Una riflessione che parte dal vissuto quotidiano. Un tema difficile che non deve, però, essere un tabù. La Fondazione Casa Cardinale Maffi, realtà che si occupa di anziani, persone con disabilità e patologie psichiatriche fino a pazienti che vivono in Usv-Unità stati vegetativi, si è fermata per riflettere sul grande tema del fine vita. E lo ha fatto con un doppio incontro, il primo formativo per gli operatori, l’altro pubblico che ha visto la partecipazione di padre Carlo Casalone, docente all’Università pontificia gregoriana, e del rettore Unipi Ricardo Zucchi. Una iniziativa, introdotta dal presidente Maffi Franco Luigi Falorni, e coordinata dal dottor Giuseppe Meucci, membro del cda Maffi.
Perché l’urgenza di questa riflessione?
"La Maffi è costituita da strutture residenziali diverse, dislocate nel territorio della Toscana nord-occidentale. Entità che hanno un fondamento comune: vi risiedono persone fragili. Come Maffi ci prendiamo cura di ciascuno, lungo tutto il percorso. Nel tempo, per motivi legati all’età, gravi patologie acquisite, o al progredire di patologie croniche e degenerative, veniamo a trovarci di fronte alla realtà della morte e alla condivisione del fine vita".
Ci sono strutture della Fondazione in cui questo tema viene sentito maggiormente?
"Nella Unità Stati Vegetativi Aurora di Cecina, dove seguiamo attualmente 16 persone in stato di coma, stato vegetativo, stato di minima coscienza. Per ciascuna di queste persone viene assicurato un percorso di cura personalizzato, che si avvale di figure mediche, infermieristiche, assistenziali, con un supporto psicologico per tutti gli attori coinvolti e che comprende ogni possibile aspetto riabilitativo".
Quali sono le sfide e i problemi emergenti nell’Aurora?
"Stando ogni giorno sul campo, affrontiamo il tema del fine vita facendo nostro il percorso delle persone fragili che ci sono affidate, ma anche dei familiari, che se da un lato ci danno esempi preziosi di vicinanza, tenacia, affetto, dall’altro condividono domande sul senso della cura, sulla capacità di autodeterminazione della persona, sulle motivazioni del nostro agire, sulle linee da seguire e le scelte dei nostri interventi. Punti che non possiamo ignorare".
Sono temi generali, che hanno risonanza anche sui mezzi di comunicazione…

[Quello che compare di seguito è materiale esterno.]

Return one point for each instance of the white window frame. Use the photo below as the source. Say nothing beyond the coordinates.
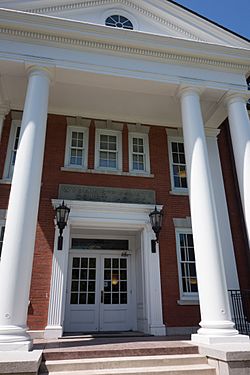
(8, 172)
(118, 135)
(70, 130)
(2, 225)
(189, 296)
(146, 153)
(175, 189)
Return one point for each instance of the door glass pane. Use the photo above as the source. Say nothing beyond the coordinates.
(115, 281)
(83, 284)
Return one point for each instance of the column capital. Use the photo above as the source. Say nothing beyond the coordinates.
(39, 70)
(189, 90)
(236, 97)
(4, 109)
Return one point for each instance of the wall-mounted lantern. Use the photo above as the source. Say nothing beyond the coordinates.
(62, 215)
(156, 223)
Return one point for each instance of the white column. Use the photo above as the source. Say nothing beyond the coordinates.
(3, 111)
(221, 210)
(216, 324)
(20, 230)
(54, 328)
(152, 285)
(240, 134)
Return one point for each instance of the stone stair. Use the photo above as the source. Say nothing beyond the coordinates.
(178, 364)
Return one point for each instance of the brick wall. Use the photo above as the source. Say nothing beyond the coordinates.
(175, 207)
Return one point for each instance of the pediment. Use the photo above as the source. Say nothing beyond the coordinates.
(154, 17)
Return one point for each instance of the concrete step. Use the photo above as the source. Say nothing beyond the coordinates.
(124, 362)
(82, 349)
(198, 369)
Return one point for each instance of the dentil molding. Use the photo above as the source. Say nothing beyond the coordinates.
(94, 3)
(115, 47)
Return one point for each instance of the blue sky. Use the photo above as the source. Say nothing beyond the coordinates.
(232, 14)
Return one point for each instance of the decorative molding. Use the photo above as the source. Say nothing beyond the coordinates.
(183, 223)
(78, 121)
(138, 128)
(152, 53)
(94, 3)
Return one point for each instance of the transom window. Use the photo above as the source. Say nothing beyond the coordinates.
(178, 166)
(2, 228)
(187, 269)
(76, 149)
(119, 21)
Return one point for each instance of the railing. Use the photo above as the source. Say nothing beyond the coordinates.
(240, 304)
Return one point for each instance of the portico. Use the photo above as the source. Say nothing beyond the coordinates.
(137, 80)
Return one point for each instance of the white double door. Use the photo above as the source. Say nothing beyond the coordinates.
(99, 293)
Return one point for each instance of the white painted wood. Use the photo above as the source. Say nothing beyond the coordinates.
(18, 249)
(54, 328)
(240, 134)
(215, 316)
(99, 316)
(222, 211)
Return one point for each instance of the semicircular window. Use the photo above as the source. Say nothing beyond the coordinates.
(119, 21)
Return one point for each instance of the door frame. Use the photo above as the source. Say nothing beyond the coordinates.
(101, 254)
(123, 218)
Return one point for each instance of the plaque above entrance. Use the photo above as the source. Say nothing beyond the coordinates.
(106, 194)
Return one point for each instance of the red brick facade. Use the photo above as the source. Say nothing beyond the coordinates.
(176, 206)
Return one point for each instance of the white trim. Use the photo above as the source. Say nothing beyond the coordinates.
(184, 296)
(175, 190)
(146, 158)
(7, 175)
(70, 130)
(118, 135)
(121, 12)
(108, 216)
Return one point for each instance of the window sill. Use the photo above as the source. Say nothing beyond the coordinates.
(72, 169)
(188, 302)
(5, 182)
(105, 171)
(179, 192)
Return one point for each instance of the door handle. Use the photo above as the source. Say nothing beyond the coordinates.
(101, 296)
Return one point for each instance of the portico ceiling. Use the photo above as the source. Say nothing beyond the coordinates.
(103, 96)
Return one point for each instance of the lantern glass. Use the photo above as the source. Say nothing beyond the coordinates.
(156, 221)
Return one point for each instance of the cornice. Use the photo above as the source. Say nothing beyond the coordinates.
(118, 47)
(94, 3)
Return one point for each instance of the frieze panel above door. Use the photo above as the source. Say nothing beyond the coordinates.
(106, 194)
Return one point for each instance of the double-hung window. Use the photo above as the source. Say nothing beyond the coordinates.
(138, 153)
(12, 149)
(186, 264)
(76, 149)
(2, 228)
(108, 150)
(177, 165)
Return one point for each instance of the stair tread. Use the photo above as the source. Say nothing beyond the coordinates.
(192, 369)
(124, 359)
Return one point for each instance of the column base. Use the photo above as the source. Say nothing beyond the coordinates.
(210, 339)
(15, 338)
(157, 330)
(53, 332)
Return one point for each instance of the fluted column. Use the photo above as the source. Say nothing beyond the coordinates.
(240, 134)
(3, 111)
(216, 324)
(20, 230)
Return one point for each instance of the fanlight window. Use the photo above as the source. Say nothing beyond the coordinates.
(119, 21)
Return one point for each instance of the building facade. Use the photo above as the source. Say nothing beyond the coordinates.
(115, 107)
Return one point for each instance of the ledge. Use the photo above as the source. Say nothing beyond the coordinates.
(111, 172)
(177, 192)
(5, 182)
(188, 302)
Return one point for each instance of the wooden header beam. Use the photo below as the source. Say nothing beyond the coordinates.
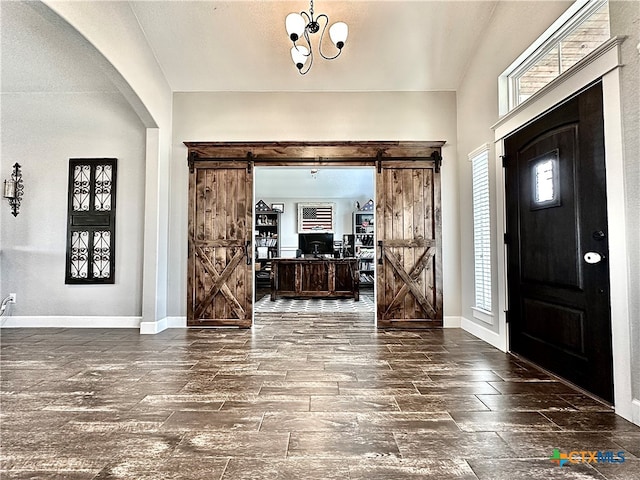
(312, 151)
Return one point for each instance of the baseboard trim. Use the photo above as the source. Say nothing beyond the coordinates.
(151, 328)
(451, 322)
(69, 322)
(489, 336)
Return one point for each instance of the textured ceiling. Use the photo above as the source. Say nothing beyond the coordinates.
(243, 46)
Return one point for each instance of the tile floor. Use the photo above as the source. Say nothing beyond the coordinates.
(300, 396)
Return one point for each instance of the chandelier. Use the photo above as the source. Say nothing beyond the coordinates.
(301, 25)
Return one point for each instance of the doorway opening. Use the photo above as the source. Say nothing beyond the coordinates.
(315, 214)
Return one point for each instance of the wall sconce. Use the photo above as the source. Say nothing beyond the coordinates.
(13, 189)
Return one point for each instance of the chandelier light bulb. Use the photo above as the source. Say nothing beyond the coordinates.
(338, 33)
(295, 26)
(302, 26)
(300, 55)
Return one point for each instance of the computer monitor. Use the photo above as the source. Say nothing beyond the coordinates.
(316, 243)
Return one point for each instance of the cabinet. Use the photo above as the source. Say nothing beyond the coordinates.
(363, 232)
(267, 243)
(315, 277)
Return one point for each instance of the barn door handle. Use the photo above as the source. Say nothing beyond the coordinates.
(247, 250)
(593, 257)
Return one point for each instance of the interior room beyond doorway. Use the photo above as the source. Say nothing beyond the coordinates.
(320, 213)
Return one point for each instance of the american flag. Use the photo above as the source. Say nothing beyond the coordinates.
(317, 218)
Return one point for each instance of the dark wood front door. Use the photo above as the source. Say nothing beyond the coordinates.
(558, 275)
(409, 270)
(220, 286)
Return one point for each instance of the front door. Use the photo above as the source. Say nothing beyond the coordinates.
(220, 286)
(558, 275)
(409, 270)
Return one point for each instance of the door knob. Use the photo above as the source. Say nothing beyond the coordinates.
(593, 257)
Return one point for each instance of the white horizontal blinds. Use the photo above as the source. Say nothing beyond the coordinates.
(481, 227)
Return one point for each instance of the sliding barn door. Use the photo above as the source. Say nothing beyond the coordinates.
(220, 287)
(409, 271)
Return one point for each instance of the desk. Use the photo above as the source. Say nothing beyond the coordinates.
(315, 277)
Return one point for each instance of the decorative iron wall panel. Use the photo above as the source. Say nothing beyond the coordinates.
(91, 221)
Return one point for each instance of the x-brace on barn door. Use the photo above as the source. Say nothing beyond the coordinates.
(408, 228)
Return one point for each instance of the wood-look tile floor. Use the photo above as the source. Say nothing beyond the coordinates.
(299, 396)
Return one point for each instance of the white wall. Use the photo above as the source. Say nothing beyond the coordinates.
(341, 186)
(320, 117)
(625, 20)
(41, 132)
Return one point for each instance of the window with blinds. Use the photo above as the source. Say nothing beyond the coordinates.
(481, 227)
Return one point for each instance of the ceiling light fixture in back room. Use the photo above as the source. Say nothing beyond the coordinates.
(301, 25)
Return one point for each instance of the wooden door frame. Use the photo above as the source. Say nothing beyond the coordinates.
(343, 154)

"In effetti i progressi della medicina ci mettono a disposizione provvedimenti terapeutici e mezzi di intervento che fino a pochi anni fa erano inimmaginabili. Ma l’adozione di un percorso di cura piuttosto che un altro ci impone di tener conto della singola persona, della sua storia, delle sue caratteristiche, per assicurare una proporzionalità degli interventi, un piano di trattamento ragionevole. E se da un lato è da evitare una ostinazione irragionevole dei trattamenti, dall’altro non si deve nemmeno pensare ad una rinuncia precoce delle cure, un abbandono immotivato".
Quali sono i riferimenti di base per l’attività della Fondazione, in questo ambito?

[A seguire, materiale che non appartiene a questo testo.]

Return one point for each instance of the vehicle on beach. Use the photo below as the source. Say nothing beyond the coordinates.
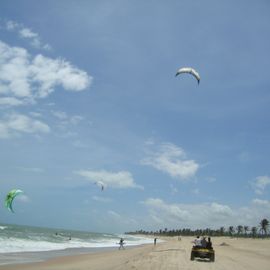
(202, 253)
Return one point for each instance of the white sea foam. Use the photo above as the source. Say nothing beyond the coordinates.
(12, 244)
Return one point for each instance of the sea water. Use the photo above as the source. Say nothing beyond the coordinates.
(25, 244)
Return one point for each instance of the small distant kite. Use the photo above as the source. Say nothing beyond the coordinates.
(190, 71)
(10, 197)
(100, 184)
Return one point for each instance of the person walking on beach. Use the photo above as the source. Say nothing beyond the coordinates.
(121, 244)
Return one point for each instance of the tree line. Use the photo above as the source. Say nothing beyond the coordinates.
(262, 230)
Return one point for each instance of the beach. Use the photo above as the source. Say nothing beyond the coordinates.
(231, 253)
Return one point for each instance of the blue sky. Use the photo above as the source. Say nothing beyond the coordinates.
(88, 93)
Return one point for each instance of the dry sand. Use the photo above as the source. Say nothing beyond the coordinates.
(231, 254)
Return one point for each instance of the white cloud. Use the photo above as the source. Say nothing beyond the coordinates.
(10, 101)
(122, 179)
(24, 78)
(260, 184)
(172, 160)
(18, 123)
(204, 215)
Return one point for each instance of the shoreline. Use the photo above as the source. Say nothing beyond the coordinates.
(231, 254)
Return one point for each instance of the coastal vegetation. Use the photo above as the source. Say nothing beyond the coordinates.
(260, 231)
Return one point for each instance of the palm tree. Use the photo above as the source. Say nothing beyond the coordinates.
(264, 226)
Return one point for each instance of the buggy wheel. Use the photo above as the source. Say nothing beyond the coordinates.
(212, 257)
(192, 256)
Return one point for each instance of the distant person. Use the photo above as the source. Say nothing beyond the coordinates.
(197, 242)
(209, 243)
(203, 242)
(121, 244)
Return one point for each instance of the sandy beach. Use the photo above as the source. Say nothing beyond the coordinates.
(231, 253)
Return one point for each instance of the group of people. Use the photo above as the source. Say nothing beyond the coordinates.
(202, 242)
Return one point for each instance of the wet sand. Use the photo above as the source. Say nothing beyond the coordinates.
(231, 254)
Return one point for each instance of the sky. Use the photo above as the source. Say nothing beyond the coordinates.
(89, 98)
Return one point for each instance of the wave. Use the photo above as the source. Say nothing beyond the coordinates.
(10, 244)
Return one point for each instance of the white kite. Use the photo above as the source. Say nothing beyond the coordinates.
(190, 71)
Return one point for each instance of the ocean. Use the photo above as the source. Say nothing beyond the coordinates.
(20, 244)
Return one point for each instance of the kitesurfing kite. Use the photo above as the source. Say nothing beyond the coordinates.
(190, 71)
(100, 184)
(10, 197)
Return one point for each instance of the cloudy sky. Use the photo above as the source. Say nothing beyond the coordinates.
(89, 98)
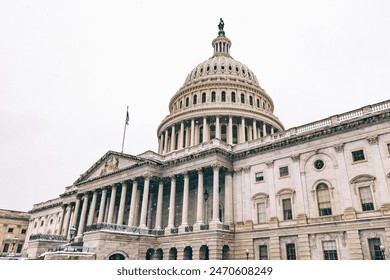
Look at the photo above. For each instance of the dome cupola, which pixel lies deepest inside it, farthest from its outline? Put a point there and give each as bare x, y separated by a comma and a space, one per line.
220, 99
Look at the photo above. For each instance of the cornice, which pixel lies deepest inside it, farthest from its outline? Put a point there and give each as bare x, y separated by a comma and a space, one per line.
318, 134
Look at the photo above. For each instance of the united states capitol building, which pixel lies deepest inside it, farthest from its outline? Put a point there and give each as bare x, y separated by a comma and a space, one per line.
229, 181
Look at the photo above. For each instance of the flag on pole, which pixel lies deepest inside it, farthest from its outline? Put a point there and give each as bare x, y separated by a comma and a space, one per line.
127, 116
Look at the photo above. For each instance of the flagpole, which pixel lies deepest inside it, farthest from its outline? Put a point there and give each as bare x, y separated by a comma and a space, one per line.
124, 130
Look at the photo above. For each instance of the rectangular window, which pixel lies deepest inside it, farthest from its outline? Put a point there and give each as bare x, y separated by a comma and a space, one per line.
375, 249
261, 216
330, 250
290, 250
19, 249
366, 199
358, 155
283, 171
259, 176
263, 252
287, 209
5, 248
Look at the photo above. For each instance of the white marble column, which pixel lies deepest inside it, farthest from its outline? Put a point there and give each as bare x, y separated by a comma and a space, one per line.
173, 138
145, 200
76, 212
165, 151
192, 143
217, 128
102, 206
133, 203
205, 130
181, 136
184, 216
159, 204
171, 218
91, 214
254, 127
66, 220
110, 217
242, 138
83, 216
229, 197
230, 131
122, 203
215, 195
199, 207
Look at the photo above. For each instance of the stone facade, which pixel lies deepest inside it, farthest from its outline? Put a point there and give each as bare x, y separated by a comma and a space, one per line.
228, 180
13, 232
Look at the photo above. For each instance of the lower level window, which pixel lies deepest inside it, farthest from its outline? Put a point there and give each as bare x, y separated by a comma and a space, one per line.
291, 253
263, 252
330, 250
375, 249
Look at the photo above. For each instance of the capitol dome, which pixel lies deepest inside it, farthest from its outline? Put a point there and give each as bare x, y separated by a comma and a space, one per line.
220, 99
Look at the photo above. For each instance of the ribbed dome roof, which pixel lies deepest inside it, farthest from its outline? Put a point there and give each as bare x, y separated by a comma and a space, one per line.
221, 65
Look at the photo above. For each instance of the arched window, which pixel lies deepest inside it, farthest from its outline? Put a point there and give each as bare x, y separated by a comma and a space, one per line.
213, 97
223, 133
235, 138
242, 98
233, 97
323, 200
212, 131
223, 96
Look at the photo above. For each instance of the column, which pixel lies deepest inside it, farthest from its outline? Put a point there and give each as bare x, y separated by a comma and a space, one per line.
199, 208
133, 203
215, 195
91, 214
181, 136
166, 142
192, 132
122, 203
102, 206
217, 128
173, 138
80, 230
229, 197
254, 127
145, 199
159, 204
160, 143
66, 221
242, 140
62, 218
184, 217
171, 219
230, 131
76, 212
205, 130
110, 217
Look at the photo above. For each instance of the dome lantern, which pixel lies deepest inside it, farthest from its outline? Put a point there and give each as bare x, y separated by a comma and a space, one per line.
221, 44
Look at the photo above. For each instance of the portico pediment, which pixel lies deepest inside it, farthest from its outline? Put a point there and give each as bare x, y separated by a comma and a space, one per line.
109, 163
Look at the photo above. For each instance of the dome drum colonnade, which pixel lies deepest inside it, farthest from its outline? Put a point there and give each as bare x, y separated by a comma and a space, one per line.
108, 204
221, 98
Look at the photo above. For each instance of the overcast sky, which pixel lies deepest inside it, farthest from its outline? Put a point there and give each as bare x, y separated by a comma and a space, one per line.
68, 69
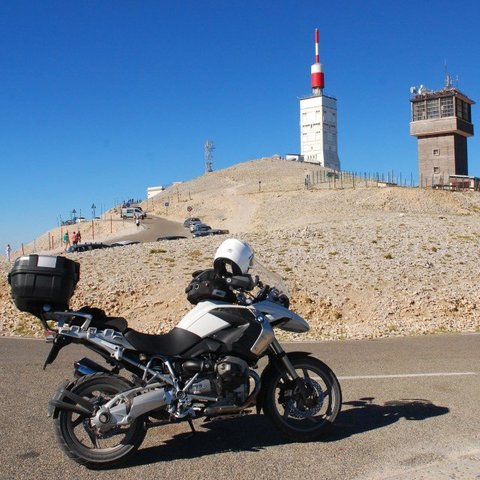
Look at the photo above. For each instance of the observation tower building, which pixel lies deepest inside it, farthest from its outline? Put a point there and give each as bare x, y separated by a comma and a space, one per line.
318, 120
441, 120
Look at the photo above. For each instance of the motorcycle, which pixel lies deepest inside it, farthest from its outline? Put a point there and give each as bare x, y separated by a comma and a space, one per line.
205, 367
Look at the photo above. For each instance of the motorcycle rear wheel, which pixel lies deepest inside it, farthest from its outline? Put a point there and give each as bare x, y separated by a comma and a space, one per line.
82, 442
302, 410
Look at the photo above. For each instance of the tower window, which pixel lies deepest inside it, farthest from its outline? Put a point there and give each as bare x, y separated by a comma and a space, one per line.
446, 107
418, 111
432, 108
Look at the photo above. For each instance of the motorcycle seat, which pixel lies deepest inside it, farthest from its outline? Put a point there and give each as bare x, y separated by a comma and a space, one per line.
101, 321
173, 343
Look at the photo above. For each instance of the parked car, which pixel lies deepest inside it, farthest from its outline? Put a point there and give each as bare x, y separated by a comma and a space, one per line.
199, 226
190, 221
211, 231
171, 237
83, 247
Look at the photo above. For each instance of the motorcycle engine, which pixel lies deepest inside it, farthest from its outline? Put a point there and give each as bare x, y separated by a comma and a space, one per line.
229, 379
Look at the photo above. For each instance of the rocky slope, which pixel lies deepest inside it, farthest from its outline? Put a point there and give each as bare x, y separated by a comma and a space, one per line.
360, 262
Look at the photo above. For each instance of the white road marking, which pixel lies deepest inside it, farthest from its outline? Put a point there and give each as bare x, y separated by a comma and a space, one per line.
405, 375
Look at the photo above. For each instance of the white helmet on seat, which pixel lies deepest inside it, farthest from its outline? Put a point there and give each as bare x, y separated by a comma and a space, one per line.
236, 253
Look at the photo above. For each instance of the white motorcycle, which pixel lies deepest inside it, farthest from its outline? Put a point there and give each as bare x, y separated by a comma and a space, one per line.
205, 367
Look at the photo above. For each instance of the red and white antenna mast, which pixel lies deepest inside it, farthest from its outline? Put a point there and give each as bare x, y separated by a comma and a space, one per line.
317, 77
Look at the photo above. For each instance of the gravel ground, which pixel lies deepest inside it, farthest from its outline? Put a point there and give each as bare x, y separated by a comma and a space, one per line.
363, 262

"E’ la carità cristiana. Un principio da declinare nella relazione con la persona. Siamo chiamati a saper stare, sostare, con pazienza, accanto alle persone che ci vengono affidate, tanto più quanto più gli eventi si fanno complicati".
Quali sono le indicazioni proposte da padre Casalone?
"Serve estrema prudenza. Abbiamo il compito di assicurare prossimità e supporto, tenendo presente che il faro è rappresentato dal valore e dal mistero della vita. Vi è in tutti noi la convinzione di dover proseguire in questo cammino di formazione, per vivere in modo consapevole le questioni del fine vita, in cui sono coinvolti - con ruoli diversi - comunità civile, scientifica, realtà socio-assistenziali. Ambito in cui la Fondazione è impegnata a testimoniare i propri valori, in un dialogo franco e aperto".